How to make sense of this bewildering tale? Television. Boris — like Theodore Roosevelt, Benito Mussolini, and Winston Churchill — was a print journalist turned politician, but he was made by television. He never would have been Prime Minister without it.

For decades British culture has understood itself, primarily, through television. Its influence is so pervasive that it is almost invisible. The critical point, as the media theorist Neil Postman once put it, is that “how television stages the world becomes the model for how the world is properly staged.”

In the noughties, as Britain became more divided and more unequal, television became ever more twee. A new upper-middle class ethic of bashful faux-amateurism prettified programming. Undeniably posh fantasy figures were everywhere, and aspirational. Frivolous boarding school types hijacked the culture: head girl Nigella Lawson, hockey captain Clare Balding, bullish prankster Jeremy Clarkson, and, of course, the class clown — Boris Johnson.

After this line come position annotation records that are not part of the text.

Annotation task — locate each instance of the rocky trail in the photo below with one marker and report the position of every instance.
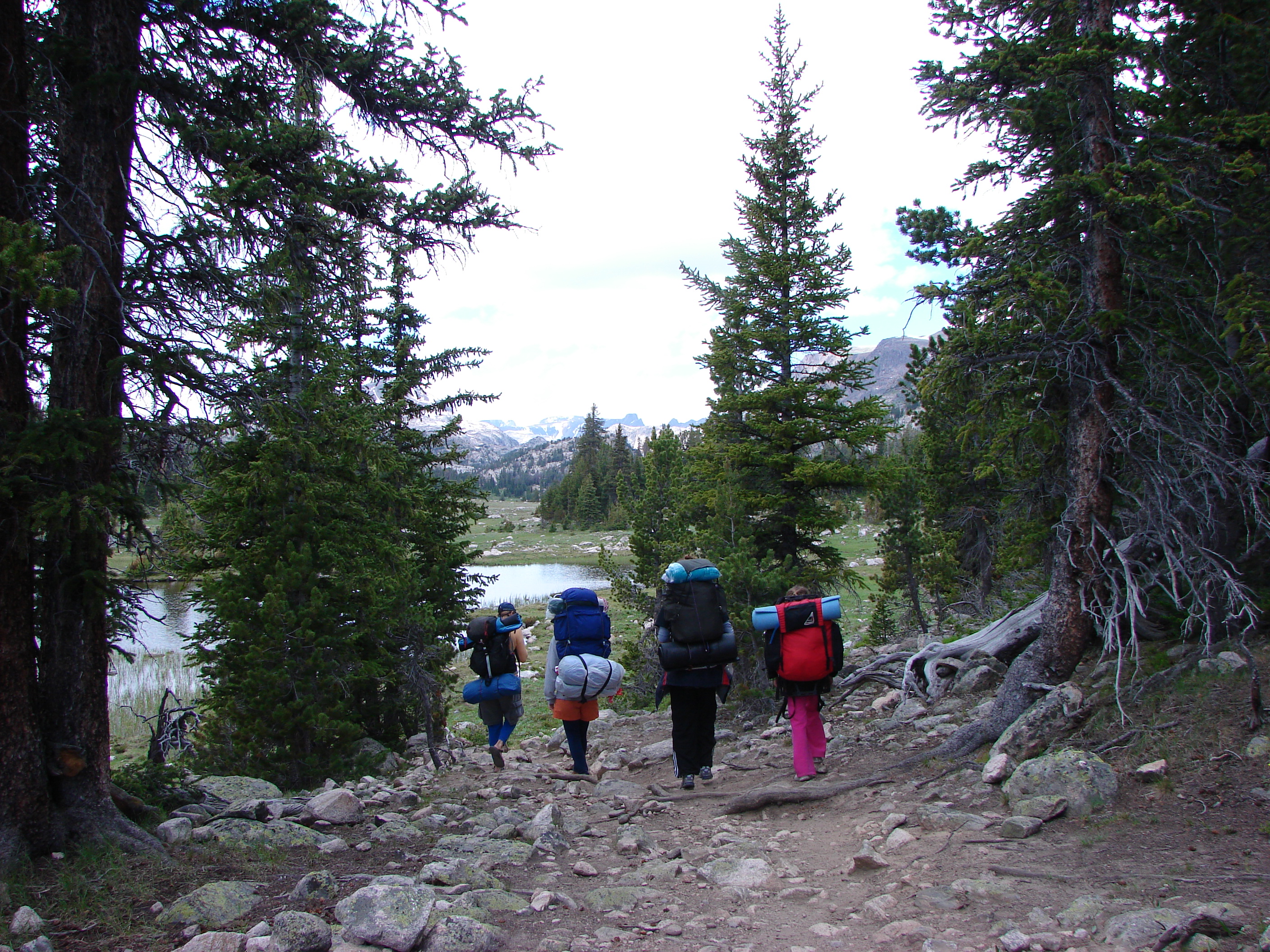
(1063, 851)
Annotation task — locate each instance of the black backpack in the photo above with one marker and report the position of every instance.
(695, 611)
(492, 649)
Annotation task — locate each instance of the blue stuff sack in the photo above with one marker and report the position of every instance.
(583, 627)
(491, 690)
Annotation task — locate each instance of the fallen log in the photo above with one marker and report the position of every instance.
(1003, 639)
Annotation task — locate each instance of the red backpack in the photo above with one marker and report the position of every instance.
(811, 649)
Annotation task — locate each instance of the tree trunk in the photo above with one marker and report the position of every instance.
(1077, 578)
(97, 97)
(26, 818)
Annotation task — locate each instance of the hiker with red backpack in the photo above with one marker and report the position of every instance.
(803, 654)
(695, 644)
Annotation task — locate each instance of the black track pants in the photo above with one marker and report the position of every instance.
(693, 713)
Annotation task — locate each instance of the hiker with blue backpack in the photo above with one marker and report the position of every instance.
(695, 644)
(578, 671)
(498, 648)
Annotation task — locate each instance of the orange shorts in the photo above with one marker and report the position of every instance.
(576, 710)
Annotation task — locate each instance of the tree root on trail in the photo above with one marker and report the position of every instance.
(1004, 639)
(1128, 734)
(776, 796)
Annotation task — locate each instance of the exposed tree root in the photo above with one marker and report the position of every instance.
(930, 673)
(775, 796)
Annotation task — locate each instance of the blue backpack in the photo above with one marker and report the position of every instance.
(582, 629)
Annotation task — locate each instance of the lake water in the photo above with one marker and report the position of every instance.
(170, 616)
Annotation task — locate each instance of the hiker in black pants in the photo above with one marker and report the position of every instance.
(694, 693)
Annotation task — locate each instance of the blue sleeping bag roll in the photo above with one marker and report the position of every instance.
(766, 620)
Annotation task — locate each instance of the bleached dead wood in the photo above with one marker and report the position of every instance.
(1005, 638)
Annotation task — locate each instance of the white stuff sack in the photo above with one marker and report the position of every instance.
(583, 677)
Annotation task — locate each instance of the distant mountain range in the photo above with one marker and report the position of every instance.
(521, 460)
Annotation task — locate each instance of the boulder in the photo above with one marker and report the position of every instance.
(503, 850)
(1049, 719)
(461, 934)
(493, 900)
(1085, 780)
(1020, 827)
(750, 874)
(868, 859)
(318, 886)
(607, 899)
(394, 917)
(999, 769)
(26, 922)
(299, 932)
(176, 831)
(216, 942)
(338, 806)
(212, 904)
(233, 789)
(1141, 927)
(1045, 808)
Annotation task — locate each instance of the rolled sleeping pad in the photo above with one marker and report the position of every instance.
(583, 677)
(676, 657)
(765, 618)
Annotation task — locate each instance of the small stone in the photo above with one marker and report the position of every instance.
(26, 922)
(1020, 827)
(216, 942)
(999, 769)
(868, 859)
(319, 886)
(898, 839)
(177, 831)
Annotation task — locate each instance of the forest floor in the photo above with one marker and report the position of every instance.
(1198, 834)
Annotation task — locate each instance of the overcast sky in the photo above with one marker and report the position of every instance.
(648, 105)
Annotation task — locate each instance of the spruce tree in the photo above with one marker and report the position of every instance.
(782, 358)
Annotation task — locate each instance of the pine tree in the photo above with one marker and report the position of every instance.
(780, 361)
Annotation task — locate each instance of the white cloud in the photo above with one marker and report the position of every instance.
(649, 105)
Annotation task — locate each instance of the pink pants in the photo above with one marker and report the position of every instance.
(808, 733)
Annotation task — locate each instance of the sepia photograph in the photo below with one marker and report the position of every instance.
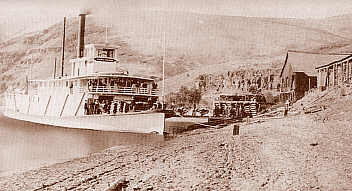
(138, 95)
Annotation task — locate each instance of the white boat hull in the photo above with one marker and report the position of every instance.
(66, 111)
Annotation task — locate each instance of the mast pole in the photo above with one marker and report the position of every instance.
(63, 50)
(163, 92)
(55, 68)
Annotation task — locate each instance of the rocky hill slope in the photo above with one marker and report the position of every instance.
(195, 44)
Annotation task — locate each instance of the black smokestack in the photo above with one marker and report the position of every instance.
(82, 24)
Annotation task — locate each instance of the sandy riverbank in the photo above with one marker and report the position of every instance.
(295, 153)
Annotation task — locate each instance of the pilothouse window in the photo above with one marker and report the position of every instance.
(106, 53)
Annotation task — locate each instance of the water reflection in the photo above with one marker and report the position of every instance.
(26, 145)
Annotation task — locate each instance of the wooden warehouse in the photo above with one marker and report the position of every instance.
(299, 73)
(335, 73)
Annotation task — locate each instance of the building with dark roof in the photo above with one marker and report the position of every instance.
(299, 73)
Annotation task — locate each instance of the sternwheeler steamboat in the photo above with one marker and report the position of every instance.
(97, 95)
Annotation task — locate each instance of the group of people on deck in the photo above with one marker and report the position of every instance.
(97, 107)
(121, 82)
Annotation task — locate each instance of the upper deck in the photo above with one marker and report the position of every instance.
(97, 58)
(97, 72)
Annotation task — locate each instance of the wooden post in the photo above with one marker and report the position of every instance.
(63, 50)
(236, 130)
(55, 68)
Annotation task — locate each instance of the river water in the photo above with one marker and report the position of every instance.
(26, 145)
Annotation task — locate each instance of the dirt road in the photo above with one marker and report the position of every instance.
(294, 153)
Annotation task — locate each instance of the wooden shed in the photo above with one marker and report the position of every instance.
(335, 73)
(299, 73)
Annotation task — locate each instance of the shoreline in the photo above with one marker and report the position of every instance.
(293, 153)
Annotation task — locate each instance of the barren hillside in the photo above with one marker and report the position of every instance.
(195, 43)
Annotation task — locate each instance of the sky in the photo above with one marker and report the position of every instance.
(252, 8)
(32, 15)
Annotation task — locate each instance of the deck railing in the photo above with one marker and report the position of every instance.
(123, 90)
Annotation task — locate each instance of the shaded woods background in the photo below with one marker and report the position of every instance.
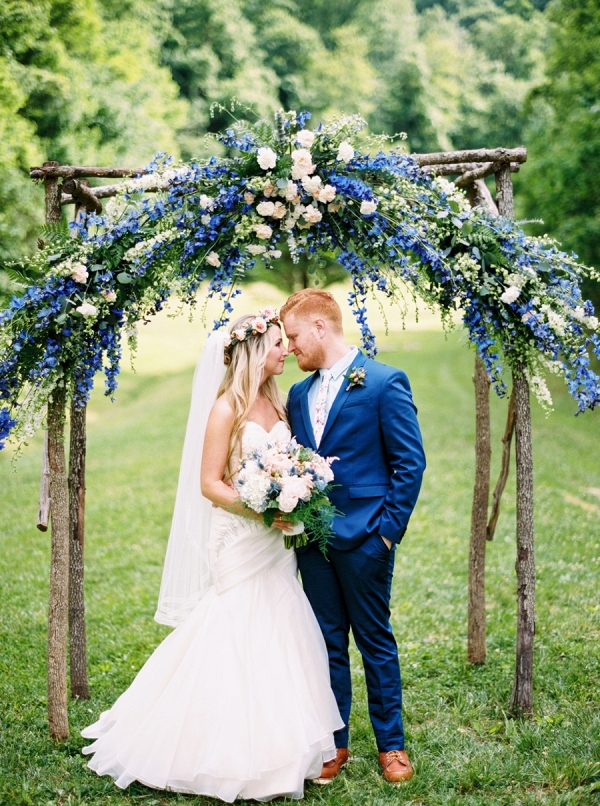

The line between entertainment and politics has always been blurred. (There is a reason why Gore Vidal used to refer to Ronald Reagan as an “indolent cue card reader”.) Audiences want to be entertained, not bored, whether they are watching the news or a soap. Watch Johnson’s insanely charismatic appearance on Eastenders in 2009 again. Barbara Windsor melts. (They didn’t, did they?) Then there is Johnson being called — quite fairly — a “nasty piece of work” by Eddie Mair in 2013. He should have been done then. It should have been embarrassing. Instead, he charms, makes you laugh, makes you feel sorry for him.

Boris is done now, but not because Tory MPs are turning on him. He looks terrible on television and has done for months. He no longer fits on the stage. On Sky yesterday he was transparent, the same colour as a glass of water. Johnson apologised, looked at the floor, and sighed. His career began on television. Now it has finished on air too.